Mercedes came agonisingly close to their first victory of the season at the Dutch Grand Prix, which they potentially could have won had it not been for a Virtual Safety Car.
It ended up being somewhat of a disappointing result for the Silver Arrows, after Sir Lewis Hamilton slipped from first to fourth in the final handful of laps.
George Russell, on the other hand, managed to salvage a second-place finish, matching his best ever result in the sport which he claimed at last season’s Belgian Grand Prix.
Russell was running in third behind Hamilton and race leader Max Verstappen; who maintained his lead after getting a cheap pit-stop courtesy of a VSC for Yuki Tsunoda’s AT03 to be removed from the circuit.
Had the race not been neutralised, then Verstappen would’ve exited the pits in third, behind both Mercedes.
He did momentarily drop behind both Mercedes drivers slightly later in the race, when a full Safety Car was released due to Valtteri Bottas coming to a halt on the pit straight.
Verstappen immediately pitted for Softs, whereas Hamilton and Russell opted to continue on their old Mediums; alas, in first and second.
However, Russell jumped onto the team radio demanding a set of Soft tyres, after recognising it was the best option.
This put Russell back behind Verstappen, whilst his 37-year-old team-mate continued in first on his Mediums.
Hamilton was a sitting duck at the restart, whereas Russell was able to get ahead of his Silver Arrows team-mate to claim a solid second place.
Russell believed the Softs were his only chance of fighting for victory, with the former Williams Racing driver admitting the team had “nothing to lose”.
“I think we had nothing to lose,” the 24-year-old said.
“We were pushing absolutely flat out and we knew that was our only opportunity to fight for victory.
“In our strategy meetings, we said we need to be bold in our decisions to be able to fight for victory and I think, starting on that medium, it was clear that the others were going to be doing a two-stop. As I said, we just absolutely went for it.
“And when we saw Max [Verstappen] in our sights, that was really exciting. It was probably, for me personally, the most enjoyable race I’ve ever had in Formula 1, just being able to push so hard for so long on such an exceptional circuit as well.
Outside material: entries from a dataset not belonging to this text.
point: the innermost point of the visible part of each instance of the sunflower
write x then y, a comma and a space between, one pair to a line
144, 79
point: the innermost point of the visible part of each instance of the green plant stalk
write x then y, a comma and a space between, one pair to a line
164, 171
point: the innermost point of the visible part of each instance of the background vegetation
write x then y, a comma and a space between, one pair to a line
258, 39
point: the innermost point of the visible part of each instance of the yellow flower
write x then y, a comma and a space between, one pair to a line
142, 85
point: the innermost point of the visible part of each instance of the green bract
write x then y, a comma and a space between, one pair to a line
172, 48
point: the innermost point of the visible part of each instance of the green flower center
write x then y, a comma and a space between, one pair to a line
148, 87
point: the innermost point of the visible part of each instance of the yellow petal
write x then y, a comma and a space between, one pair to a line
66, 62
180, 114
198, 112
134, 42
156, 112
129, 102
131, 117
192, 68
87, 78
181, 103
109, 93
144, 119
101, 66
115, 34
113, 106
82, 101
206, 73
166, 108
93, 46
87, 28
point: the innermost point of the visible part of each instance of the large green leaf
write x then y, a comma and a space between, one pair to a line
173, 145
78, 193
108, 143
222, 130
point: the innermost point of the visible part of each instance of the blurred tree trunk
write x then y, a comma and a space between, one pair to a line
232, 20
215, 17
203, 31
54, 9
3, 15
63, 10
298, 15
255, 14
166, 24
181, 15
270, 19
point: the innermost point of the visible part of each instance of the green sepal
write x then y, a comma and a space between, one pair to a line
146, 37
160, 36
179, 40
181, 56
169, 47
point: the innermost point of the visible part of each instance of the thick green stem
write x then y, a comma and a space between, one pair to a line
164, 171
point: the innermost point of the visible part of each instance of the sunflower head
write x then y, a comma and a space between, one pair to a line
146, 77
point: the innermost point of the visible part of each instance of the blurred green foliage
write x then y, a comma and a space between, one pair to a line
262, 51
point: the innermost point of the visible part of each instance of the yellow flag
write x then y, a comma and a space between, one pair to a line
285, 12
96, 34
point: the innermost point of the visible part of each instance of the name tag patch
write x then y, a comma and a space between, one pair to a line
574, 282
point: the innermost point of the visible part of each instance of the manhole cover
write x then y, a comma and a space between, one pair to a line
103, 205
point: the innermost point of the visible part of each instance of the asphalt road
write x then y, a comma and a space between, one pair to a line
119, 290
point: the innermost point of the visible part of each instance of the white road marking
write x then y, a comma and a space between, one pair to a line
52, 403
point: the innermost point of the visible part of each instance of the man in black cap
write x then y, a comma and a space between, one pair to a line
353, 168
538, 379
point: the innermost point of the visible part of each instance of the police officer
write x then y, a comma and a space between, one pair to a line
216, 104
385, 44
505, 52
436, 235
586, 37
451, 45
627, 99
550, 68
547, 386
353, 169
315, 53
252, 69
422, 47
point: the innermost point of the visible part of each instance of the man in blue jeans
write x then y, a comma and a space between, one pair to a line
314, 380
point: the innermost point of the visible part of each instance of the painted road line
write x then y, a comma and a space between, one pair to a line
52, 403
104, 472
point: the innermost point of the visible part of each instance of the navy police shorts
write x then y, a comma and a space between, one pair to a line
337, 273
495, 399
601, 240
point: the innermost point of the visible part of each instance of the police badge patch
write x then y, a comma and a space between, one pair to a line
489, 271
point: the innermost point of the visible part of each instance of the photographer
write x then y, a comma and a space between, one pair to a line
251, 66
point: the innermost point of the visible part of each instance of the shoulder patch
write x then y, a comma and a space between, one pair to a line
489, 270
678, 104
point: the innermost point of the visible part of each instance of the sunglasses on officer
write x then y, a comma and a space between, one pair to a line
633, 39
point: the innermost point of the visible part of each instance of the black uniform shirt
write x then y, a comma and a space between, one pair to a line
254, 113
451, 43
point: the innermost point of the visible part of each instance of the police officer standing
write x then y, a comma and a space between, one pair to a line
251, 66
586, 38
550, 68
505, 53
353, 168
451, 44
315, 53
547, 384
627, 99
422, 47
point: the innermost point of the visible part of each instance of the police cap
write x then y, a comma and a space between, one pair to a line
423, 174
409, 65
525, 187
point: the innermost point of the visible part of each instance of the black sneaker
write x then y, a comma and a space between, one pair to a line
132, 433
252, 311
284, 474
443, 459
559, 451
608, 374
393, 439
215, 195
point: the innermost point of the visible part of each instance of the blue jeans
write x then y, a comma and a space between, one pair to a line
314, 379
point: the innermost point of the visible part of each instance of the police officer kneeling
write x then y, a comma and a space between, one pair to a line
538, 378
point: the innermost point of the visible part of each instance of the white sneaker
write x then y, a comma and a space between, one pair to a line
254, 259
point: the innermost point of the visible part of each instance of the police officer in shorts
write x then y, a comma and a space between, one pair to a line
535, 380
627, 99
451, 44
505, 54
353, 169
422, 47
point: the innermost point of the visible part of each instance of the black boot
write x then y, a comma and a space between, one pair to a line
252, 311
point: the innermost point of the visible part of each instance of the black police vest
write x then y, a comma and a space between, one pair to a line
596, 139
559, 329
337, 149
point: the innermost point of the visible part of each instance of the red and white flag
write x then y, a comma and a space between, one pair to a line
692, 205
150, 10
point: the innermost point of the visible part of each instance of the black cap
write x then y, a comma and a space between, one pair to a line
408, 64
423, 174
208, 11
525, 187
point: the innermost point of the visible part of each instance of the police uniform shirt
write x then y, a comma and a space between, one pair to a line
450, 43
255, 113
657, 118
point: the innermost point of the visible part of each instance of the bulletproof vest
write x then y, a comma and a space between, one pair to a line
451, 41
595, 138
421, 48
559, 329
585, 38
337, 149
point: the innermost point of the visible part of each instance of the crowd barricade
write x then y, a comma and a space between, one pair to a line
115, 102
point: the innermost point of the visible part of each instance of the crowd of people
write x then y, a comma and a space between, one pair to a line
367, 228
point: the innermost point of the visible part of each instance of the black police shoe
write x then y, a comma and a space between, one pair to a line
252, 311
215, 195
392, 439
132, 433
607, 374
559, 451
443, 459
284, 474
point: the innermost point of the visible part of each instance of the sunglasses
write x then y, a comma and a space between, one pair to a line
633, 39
I think it was really quite fun.”
Despite enjoying the race, the German team’s winless streak this season continues, with time quickly running out if Mercedes want to continue their record of winning at least one race every year since 2012.
The British driver does think the team can do it; however, they need to improve their qualifying performance first.
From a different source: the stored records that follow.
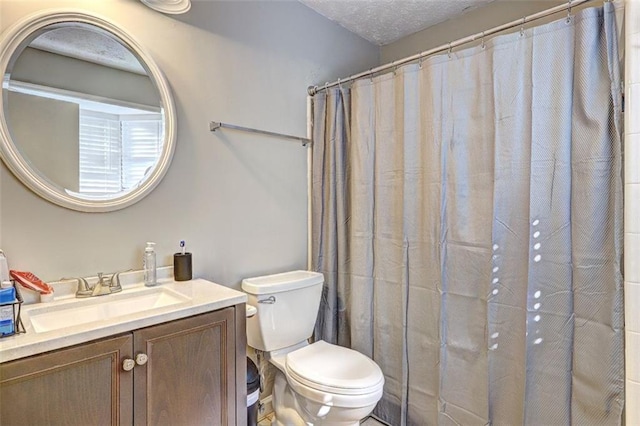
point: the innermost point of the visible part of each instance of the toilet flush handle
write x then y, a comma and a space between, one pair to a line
269, 300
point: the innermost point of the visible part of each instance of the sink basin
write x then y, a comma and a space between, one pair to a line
83, 311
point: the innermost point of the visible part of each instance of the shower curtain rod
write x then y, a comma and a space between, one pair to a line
312, 90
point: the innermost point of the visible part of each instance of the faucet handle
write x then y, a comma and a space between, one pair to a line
115, 282
84, 290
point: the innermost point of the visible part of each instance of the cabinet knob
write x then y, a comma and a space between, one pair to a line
141, 359
128, 364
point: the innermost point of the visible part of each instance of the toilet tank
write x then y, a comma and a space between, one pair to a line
287, 306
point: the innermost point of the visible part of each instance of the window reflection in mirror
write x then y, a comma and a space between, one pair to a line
83, 111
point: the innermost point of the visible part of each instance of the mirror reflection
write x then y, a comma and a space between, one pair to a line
83, 111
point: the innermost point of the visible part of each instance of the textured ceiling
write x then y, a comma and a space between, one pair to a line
385, 21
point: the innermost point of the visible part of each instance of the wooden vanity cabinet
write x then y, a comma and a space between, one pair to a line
191, 372
83, 385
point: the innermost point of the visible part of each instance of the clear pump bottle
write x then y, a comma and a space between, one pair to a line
149, 263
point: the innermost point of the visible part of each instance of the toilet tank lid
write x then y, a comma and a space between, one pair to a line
275, 283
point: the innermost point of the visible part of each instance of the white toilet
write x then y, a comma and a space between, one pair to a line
318, 383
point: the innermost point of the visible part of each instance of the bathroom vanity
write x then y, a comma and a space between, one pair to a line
178, 364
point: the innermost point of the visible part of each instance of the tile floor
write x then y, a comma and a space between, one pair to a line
369, 421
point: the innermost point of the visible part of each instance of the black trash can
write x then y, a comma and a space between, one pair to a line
253, 393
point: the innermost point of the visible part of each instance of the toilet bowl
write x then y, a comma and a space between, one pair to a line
318, 383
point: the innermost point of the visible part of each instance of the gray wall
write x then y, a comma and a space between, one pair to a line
239, 200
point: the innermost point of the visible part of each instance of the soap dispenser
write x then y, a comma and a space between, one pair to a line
149, 262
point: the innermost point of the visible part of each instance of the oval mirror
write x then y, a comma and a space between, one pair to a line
87, 120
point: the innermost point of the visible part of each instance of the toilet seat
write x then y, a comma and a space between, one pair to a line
333, 369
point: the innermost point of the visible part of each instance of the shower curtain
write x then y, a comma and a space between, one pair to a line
467, 217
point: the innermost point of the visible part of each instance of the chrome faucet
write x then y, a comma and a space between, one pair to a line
101, 288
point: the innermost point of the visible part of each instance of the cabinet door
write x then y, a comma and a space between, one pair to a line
189, 378
82, 385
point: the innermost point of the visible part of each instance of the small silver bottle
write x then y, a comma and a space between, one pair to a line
149, 262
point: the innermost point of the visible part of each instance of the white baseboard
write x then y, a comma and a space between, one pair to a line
265, 407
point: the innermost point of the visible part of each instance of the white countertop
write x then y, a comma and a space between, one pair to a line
201, 296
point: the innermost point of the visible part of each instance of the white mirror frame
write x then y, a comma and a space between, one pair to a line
10, 41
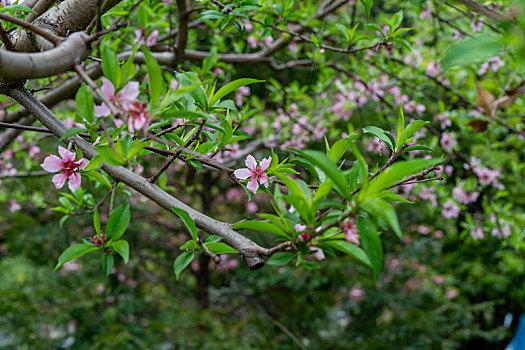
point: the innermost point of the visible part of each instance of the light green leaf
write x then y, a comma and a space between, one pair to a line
187, 220
234, 85
350, 249
329, 167
74, 252
371, 242
471, 50
155, 78
122, 247
182, 261
281, 258
118, 221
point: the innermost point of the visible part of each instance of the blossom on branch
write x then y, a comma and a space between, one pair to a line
256, 173
66, 167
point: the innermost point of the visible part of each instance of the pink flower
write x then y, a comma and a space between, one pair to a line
67, 168
477, 25
433, 68
256, 173
477, 233
138, 117
448, 142
450, 210
350, 231
356, 294
124, 99
14, 206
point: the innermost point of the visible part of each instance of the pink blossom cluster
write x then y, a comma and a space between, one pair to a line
450, 210
443, 119
126, 101
462, 196
66, 167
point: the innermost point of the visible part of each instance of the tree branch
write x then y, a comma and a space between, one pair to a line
248, 249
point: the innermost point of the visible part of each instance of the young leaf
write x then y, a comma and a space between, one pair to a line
281, 258
234, 85
118, 221
107, 263
183, 260
187, 220
220, 248
154, 76
371, 242
85, 104
122, 247
74, 252
110, 65
329, 167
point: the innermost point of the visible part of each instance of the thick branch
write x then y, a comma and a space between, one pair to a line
249, 250
20, 66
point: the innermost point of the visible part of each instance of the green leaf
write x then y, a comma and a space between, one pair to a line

“There’s no doubt we’ve got the race pace to be able to win,” believes Russell.
“Absolutely sure of that. And had we been starting P2, 3, 4 we probably could have won the race today.
“Ultimately it’s going to come down to our qualifying performance on a Saturday. If we continue to qualify P6 and P8 as we have done in the last two race weekends, we’re going to really struggle to win a race. But we need to find a bit more magic in qualifying as we showed in Budapest.”